The initial fine print on two recent leveraged finance deals would have obliged companies to pay their owners dividends even if their earnings start to slide, according to people familiar with the transaction. That was the case with the sponsors of auto glassmaker Belron International Ltd. this month, who paid themselves over €4.3 billion ($4.7 billion) out of a leveraged financing for almost twice that much. Owners of Italian ice cream maker Sammontana Italia SpA pushed for similar language.
Private equity shops have always borrowed to buy companies, with the idea that they increase their value and sell them at a profit three to five years down the road. Now they want to lever up firms regardless of performance, so they can get regular dividend checks — and benefit from other flexibilities.
Belron’s and Sammontana’s owners had to drop the provisions after investors balked, according to the people, asking not to be identified because the information is private. But it shows how far private equity firms are seeking to go while demand for their debt is rampant.
“There’s a lot of demand in the market, which is causing these kind of provisions to continue to appear despite the fact that people can see how damaging they can be,” said Sabrina Fox of Fox Legal Training, an expert on company loan documents. “It feels so incongruous given where we are with restructurings.”
Private equity firms have turned to debt-funded dividend payouts at a record pace this year to juice returns. It’s just one of the tactics they’ve adopted to ride out a slump in deal-making as the normal way of producing payouts — selling assets — has been crushed by high rates.

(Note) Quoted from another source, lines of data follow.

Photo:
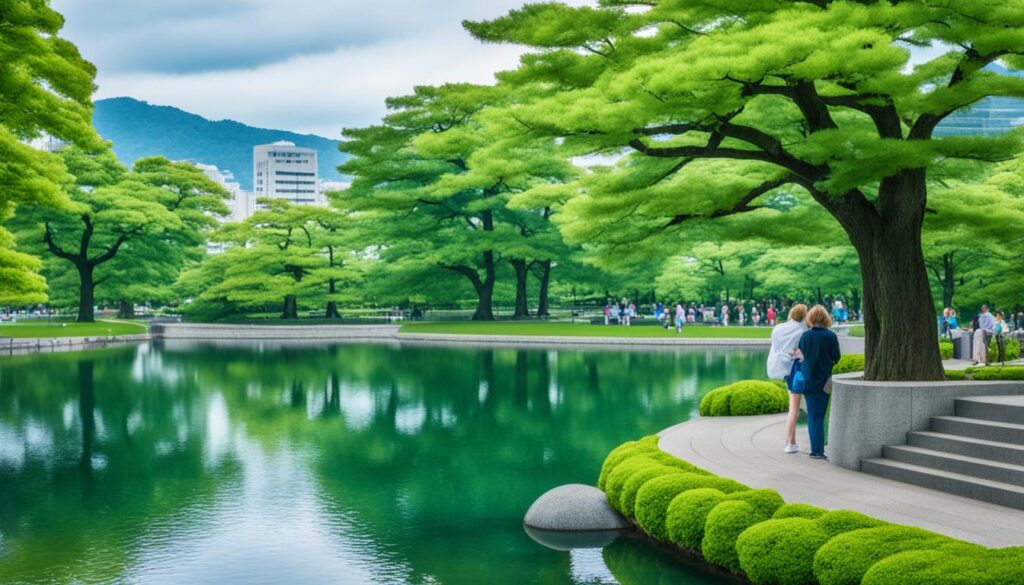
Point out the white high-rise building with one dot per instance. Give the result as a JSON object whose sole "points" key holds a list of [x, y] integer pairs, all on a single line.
{"points": [[242, 204], [283, 170]]}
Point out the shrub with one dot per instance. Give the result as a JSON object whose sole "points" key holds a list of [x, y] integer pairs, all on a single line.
{"points": [[617, 478], [946, 348], [687, 513], [780, 551], [725, 523], [798, 511], [840, 521], [955, 565], [846, 558], [628, 496], [654, 497], [745, 399], [851, 363], [1013, 349], [765, 502], [624, 452]]}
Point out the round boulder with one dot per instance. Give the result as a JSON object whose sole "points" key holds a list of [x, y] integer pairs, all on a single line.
{"points": [[574, 507]]}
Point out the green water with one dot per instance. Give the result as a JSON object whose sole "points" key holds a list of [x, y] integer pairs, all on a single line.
{"points": [[341, 464]]}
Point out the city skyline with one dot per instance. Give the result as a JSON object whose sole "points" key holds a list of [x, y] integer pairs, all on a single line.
{"points": [[315, 67]]}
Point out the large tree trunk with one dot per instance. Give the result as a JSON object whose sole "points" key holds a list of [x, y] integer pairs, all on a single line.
{"points": [[332, 310], [291, 309], [86, 288], [126, 309], [485, 290], [542, 304], [900, 340], [521, 309]]}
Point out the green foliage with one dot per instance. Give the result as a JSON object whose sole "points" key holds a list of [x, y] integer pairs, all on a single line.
{"points": [[45, 91], [846, 558], [838, 521], [744, 399], [628, 496], [851, 363], [799, 511], [655, 496], [956, 565], [623, 472], [1012, 349], [780, 551], [725, 523], [687, 513], [946, 348]]}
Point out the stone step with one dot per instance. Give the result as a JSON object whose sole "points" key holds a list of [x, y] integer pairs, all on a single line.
{"points": [[979, 448], [975, 488], [1000, 409], [978, 428], [973, 466]]}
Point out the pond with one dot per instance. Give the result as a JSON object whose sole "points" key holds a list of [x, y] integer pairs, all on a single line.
{"points": [[182, 463]]}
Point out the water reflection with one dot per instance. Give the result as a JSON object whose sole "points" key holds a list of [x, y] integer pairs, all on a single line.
{"points": [[347, 463]]}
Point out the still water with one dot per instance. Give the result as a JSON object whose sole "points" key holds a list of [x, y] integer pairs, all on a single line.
{"points": [[184, 464]]}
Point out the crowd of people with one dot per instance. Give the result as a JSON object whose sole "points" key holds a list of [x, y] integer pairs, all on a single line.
{"points": [[764, 312], [984, 327]]}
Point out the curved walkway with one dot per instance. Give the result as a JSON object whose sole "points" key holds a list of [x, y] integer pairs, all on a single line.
{"points": [[750, 450]]}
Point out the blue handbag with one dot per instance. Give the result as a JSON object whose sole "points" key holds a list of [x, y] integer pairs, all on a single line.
{"points": [[796, 381]]}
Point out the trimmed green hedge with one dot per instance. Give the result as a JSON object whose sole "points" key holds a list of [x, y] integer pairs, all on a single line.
{"points": [[849, 363], [982, 373], [946, 348], [753, 532], [1013, 349], [725, 523], [745, 399], [654, 497], [846, 558]]}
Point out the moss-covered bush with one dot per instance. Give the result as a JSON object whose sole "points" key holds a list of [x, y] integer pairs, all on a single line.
{"points": [[780, 551], [725, 523], [623, 472], [840, 521], [624, 452], [1013, 349], [745, 399], [850, 363], [686, 515], [846, 558], [628, 496], [654, 497], [956, 565], [798, 511], [946, 348]]}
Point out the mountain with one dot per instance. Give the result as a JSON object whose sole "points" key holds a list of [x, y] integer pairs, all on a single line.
{"points": [[139, 129]]}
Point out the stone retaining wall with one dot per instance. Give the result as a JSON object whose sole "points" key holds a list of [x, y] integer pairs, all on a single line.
{"points": [[866, 416]]}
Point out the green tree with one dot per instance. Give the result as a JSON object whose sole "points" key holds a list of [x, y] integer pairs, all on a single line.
{"points": [[150, 216], [720, 105], [45, 91]]}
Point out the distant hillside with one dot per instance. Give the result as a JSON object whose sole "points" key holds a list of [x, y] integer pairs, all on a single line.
{"points": [[139, 129]]}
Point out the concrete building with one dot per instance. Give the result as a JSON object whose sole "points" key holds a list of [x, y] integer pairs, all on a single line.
{"points": [[283, 170], [242, 204]]}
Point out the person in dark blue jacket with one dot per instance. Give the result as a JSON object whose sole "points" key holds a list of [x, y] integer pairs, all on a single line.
{"points": [[819, 349]]}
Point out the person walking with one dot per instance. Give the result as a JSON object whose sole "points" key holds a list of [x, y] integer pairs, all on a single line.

Investors balked at the latest move by private equity firms seeking carte blanche on dividend recap deals after years of watching their protections whittled away. On a scale of 1 to 5, with 5 indicating the weakest, covenants for bonds and loans have stayed near the weakest score for the past decade, according to Moody’s Ratings. Since dipping to a record low in 2022, the score has climbed but remains in the weakest category.
While defaults following debt-funded dividends remain scarce, according to a Moody’s report published Oct. 10, that’s due to the fact these deals are typically done by higher-rated companies. The ratings firm noted that PE-owned companies are more prone to downgrades, especially those that have borrowed to pay their owners.
“Dividend recaps are an aggressive financial policy which can result in rating downgrades because they tend to increase leverage and don’t contribute to a company’s growth,” the report stated.
Standard Docs
Under standard bond documentation, private equity sponsors can claim no more than 50% of a company’s profit after exceptional items for future payouts.
Sammontana’s owner Investindustrial wanted to ignore loss-making quarters when it calculated the size of future dividends, taking into account only profitable quarters, the people said.
“It does not make conceptual sense to use the highest Ebitda ever achieved to calculate ratios and basket sizes,” said Jennifer Pence, senior credit officer at Moody’s. “It means you could see a distressed borrower having the capacity to make payouts based on historic earnings.”
Belron’s owners including Clayton, Dubilier & Rice LLC and Hellman & Friedman LLC tried to include a so-called high-watermark Ebitda clause which would have allowed them to use the highest level of earnings to calculate dividends, the people said. Belgian holding company D’Ieteren Group also owns a 50% stake in Belron, and would have benefited from future payouts. Other owners include Singapore sovereign wealth fund GIC and BlackRock Inc.
Representatives at CD&R, GIC, Investindustrial, BlackRock, Belron, Hellman & Friedman all declined to comment. Representatives at D’Ieteren and Sammontana didn’t respond to requests for comment.
Representatives at BNP Paribas SA, which helped arrange the financings, declined to comment, as did those at JPMorgan Chase & Co., which managed Belron’s deal.
Such high-watermark clauses have also cropped up on recent deals in the US, with a similar result: last month they were dropped from financings for First Advantage Holdings LLC and Instructure Holdings.
Death by Paper Cuts
Investors have flocked to riskier debt to lock in relatively high yields that are set to fall as central banks embark on rate-cutting cycles. But with economic growth also set to slow, companies that have leveraged up will have smaller cash reserves to weather a slump in earnings.
“Investors have lots of money to deploy, and are keen to see new issues,” said Thomas Samson, a high-yield portfolio manager at Muzinich & Co. But when it comes to dividend recaps, he said “there remains some uncertainty about their long-term impact on the financial stability of issuers.”
Even though Belron’s sponsors withdrew the high-watermark clause, they won flexibility that would allow them to siphon off €2.5 billion of cash as soon as the deal closes barring a material event of default, according to Pence at Moody’s.
“It’s death by a thousand paper cuts,” Pence said. “There are so many holes in sponsor documents.”
--With assistance from Abhinav Ramnarayan and Eliza Ronalds-Hannon.